Conventional SONOS type cells (e.g., silicon-oxide-nitride-oxide-silicon) also include an ONO structure formed over the substrate channel, with a control gate formed over the ONO structure, but without a floating gate. To program the SONOS cell, electrons are transferred from the substrate to the nitride layer in the ONO structure by applying appropriate voltage potentials to the cell terminals. Because the nitride is generally non-conductive, the trapped electrons tend to remain localized, whereby two spatially separate bits may be stored in a single cell, for example, by applying positive gate and drain voltages while the substrate is grounded, thereby creating vertical and lateral channel fields. This causes electrons to be trapped in the ONO structure near the drain end of the cell. Reversing the source and drain voltages can cause charge trapping (e.g., programming) to occur near the source end. Alternatively, SONOS cells can be programmed by Fowler-Nordheim tunneling of electrons from the substrate into the ONO structure by applying a positive gate voltage and grounding the substrate. As with stacked gate cells, SONOS type flash cells are erased by causing the trapped electrons to migrate from the ONO structure back into the substrate through application of suitable voltages to the substrate, gate, source, and/or drain. For example, SONOS cells may be erased by grounding the substrate, source, and drain, and applying a negative gate voltage, causing Fowler-Nordheim tunneling of electrons from the ONO structure into the substrate.

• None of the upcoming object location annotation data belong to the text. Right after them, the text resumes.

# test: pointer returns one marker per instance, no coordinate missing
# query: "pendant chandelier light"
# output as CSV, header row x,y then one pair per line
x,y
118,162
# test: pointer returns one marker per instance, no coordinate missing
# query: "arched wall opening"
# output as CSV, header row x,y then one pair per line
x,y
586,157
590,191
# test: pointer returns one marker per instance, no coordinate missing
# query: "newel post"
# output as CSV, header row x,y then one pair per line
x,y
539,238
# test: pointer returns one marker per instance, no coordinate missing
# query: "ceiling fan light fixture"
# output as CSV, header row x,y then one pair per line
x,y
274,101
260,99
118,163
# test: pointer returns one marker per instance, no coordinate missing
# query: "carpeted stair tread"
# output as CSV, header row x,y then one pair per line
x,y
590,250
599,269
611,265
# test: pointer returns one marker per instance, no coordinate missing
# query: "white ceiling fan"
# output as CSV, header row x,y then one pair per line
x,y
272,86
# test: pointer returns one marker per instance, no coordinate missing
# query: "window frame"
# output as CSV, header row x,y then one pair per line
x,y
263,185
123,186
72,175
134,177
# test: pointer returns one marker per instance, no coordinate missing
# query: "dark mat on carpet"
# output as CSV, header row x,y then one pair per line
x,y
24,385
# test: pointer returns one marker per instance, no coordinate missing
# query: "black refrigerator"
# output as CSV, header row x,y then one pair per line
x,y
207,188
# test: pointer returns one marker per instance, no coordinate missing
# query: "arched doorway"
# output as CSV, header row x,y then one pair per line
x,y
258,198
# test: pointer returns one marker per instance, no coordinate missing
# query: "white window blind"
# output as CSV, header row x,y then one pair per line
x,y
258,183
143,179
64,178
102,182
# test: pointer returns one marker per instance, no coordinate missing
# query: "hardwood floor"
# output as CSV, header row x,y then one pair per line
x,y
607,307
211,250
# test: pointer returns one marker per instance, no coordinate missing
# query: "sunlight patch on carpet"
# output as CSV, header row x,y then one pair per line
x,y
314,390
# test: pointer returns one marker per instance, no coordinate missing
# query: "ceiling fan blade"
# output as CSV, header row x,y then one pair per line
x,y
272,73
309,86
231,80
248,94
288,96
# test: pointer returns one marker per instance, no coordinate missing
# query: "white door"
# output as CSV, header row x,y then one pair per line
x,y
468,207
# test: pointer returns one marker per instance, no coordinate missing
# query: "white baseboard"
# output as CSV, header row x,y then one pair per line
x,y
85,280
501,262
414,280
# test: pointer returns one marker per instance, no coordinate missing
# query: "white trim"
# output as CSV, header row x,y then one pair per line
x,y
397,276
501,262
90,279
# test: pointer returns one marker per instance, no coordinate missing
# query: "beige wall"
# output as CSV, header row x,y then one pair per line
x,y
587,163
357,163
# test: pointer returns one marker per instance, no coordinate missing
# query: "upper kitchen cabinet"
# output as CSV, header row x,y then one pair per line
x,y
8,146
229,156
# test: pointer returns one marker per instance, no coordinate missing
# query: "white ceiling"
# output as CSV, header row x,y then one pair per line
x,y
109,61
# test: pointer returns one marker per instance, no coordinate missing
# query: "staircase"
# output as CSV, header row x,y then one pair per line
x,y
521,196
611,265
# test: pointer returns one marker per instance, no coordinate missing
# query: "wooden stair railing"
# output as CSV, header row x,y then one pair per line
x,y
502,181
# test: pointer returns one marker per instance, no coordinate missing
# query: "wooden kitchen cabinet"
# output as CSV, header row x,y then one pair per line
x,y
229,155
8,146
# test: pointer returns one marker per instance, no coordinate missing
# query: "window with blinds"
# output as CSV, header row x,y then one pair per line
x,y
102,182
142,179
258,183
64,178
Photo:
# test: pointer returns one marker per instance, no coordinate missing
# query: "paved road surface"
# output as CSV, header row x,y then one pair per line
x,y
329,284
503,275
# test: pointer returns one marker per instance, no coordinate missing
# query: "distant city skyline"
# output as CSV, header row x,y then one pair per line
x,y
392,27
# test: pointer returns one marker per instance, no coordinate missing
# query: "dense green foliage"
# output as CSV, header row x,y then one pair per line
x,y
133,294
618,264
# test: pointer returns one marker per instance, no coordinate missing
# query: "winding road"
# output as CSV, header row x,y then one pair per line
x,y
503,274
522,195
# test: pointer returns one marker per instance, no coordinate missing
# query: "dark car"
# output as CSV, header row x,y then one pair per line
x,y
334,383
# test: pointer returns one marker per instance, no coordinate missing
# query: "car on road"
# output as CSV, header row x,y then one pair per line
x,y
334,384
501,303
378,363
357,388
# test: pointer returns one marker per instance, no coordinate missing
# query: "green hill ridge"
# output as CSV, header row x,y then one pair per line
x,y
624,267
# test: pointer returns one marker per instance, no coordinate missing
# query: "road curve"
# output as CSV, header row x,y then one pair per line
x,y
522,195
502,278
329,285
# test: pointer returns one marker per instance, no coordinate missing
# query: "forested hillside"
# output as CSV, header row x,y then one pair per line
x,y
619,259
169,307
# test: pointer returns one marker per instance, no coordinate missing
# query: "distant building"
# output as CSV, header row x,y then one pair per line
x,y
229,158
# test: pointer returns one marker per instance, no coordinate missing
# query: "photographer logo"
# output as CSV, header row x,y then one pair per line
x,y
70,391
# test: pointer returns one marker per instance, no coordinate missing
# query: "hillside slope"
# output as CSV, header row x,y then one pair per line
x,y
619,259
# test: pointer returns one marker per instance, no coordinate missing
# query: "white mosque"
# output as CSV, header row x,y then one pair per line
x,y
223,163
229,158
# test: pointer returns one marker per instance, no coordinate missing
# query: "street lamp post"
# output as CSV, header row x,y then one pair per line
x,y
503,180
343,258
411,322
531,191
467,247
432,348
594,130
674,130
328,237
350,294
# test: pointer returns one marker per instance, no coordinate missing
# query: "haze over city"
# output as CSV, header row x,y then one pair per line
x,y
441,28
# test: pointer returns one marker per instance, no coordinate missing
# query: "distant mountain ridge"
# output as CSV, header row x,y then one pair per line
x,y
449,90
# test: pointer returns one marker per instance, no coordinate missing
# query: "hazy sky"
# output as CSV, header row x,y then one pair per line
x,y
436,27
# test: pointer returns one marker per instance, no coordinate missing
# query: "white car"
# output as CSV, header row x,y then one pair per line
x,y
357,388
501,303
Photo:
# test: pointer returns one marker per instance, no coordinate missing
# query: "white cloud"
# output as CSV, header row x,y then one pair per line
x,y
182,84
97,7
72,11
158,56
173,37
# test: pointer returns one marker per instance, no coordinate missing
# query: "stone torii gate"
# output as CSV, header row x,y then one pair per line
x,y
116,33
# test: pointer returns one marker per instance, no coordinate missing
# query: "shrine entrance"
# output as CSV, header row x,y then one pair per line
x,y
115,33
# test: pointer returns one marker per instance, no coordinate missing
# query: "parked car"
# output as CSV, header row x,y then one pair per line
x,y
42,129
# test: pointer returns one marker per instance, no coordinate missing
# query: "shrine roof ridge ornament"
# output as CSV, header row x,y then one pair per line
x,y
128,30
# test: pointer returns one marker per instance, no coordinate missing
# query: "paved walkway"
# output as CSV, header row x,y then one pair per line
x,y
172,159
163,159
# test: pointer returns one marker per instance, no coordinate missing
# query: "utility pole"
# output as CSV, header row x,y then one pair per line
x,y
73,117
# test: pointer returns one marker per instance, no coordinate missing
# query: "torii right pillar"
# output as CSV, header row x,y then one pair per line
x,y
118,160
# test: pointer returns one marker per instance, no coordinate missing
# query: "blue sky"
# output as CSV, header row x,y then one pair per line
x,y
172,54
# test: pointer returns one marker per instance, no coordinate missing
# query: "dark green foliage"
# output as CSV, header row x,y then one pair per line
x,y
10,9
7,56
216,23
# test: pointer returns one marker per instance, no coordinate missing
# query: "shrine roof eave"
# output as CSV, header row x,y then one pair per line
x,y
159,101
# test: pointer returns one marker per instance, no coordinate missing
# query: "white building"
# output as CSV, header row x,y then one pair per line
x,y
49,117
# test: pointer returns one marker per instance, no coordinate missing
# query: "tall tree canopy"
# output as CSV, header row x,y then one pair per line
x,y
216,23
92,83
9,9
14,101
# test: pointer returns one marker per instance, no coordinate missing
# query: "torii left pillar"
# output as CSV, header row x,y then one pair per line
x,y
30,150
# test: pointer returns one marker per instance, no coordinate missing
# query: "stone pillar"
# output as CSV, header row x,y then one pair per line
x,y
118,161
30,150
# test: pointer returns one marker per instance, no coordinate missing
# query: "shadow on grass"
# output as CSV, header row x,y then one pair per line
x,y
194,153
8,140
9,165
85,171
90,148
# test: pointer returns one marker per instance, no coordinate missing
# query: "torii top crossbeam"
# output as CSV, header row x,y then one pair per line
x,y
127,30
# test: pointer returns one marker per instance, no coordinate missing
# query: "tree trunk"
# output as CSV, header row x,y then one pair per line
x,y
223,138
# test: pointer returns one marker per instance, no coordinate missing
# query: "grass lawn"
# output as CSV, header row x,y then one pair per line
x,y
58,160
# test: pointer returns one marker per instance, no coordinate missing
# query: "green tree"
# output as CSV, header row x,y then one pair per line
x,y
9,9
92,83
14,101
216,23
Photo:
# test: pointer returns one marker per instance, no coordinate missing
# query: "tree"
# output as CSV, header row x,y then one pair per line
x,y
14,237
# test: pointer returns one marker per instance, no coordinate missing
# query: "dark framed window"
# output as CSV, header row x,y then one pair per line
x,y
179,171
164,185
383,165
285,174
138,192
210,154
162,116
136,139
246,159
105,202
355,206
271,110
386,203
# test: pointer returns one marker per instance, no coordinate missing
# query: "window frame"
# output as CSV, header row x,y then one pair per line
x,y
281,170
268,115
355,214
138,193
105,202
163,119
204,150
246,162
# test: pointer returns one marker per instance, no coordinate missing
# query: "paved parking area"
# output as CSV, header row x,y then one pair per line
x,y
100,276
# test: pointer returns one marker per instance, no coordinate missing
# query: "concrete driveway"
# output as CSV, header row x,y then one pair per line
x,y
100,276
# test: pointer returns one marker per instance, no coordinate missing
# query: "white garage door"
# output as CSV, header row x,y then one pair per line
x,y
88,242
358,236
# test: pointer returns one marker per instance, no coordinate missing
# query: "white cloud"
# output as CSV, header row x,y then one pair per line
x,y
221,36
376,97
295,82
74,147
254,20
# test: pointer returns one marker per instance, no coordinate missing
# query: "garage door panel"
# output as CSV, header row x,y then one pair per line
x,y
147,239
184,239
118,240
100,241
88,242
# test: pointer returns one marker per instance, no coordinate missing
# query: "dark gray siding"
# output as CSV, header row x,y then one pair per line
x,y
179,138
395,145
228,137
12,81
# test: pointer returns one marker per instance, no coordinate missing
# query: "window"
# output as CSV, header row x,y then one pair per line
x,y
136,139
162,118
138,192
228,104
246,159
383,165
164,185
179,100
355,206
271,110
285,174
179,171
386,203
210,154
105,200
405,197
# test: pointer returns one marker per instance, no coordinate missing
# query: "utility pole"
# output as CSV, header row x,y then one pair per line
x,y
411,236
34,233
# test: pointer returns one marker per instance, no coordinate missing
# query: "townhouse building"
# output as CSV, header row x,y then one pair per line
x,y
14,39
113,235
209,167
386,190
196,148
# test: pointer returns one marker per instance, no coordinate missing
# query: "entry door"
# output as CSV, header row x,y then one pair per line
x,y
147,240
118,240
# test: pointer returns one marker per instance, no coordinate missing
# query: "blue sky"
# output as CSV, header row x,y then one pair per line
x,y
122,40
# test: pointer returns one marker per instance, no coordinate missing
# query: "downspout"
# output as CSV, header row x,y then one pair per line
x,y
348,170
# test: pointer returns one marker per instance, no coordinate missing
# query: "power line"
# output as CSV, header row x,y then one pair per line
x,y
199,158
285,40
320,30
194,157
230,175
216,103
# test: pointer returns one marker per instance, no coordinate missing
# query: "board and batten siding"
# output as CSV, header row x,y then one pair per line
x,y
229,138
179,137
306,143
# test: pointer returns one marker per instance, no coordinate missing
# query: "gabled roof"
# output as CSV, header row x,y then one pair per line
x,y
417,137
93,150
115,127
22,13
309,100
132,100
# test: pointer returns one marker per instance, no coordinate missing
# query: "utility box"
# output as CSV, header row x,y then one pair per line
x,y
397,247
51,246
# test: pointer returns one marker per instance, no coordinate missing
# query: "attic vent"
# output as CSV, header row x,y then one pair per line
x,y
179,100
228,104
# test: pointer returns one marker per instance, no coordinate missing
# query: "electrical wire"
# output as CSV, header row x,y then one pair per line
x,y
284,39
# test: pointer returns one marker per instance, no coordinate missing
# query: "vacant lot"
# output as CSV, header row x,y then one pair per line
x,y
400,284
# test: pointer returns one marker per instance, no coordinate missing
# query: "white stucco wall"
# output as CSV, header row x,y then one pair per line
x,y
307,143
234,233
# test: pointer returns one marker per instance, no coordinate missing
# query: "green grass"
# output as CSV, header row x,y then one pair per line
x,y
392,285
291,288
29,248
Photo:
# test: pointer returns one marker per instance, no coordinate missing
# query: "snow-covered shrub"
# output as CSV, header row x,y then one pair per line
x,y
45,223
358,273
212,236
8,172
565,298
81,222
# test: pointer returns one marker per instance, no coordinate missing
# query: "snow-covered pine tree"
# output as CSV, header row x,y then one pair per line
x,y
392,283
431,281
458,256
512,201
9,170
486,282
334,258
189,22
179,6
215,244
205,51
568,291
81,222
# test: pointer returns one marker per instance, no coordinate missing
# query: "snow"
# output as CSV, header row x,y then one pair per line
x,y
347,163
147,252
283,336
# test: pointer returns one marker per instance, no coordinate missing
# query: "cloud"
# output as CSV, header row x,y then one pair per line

A continuing trend in flash and other types of memory device designs is the reduction of device dimensions, referred to as scaling. As a result, it is desirable to reduce the size of various structures that make up flash memory cells. Another design goal is to reduce the power consumption and operating voltages in flash memories. In addition, it is desirable to increase the number of program/erase operations of flash memory devices and to shorten the time required to perform read, program, and erase operations. Furthermore, it is desirable to construct flash memory cells with improved data retention capabilities. Accordingly, there remains a need for improved flash memory devices as well as fabrication and operational methods by which these design goals can be facilitated.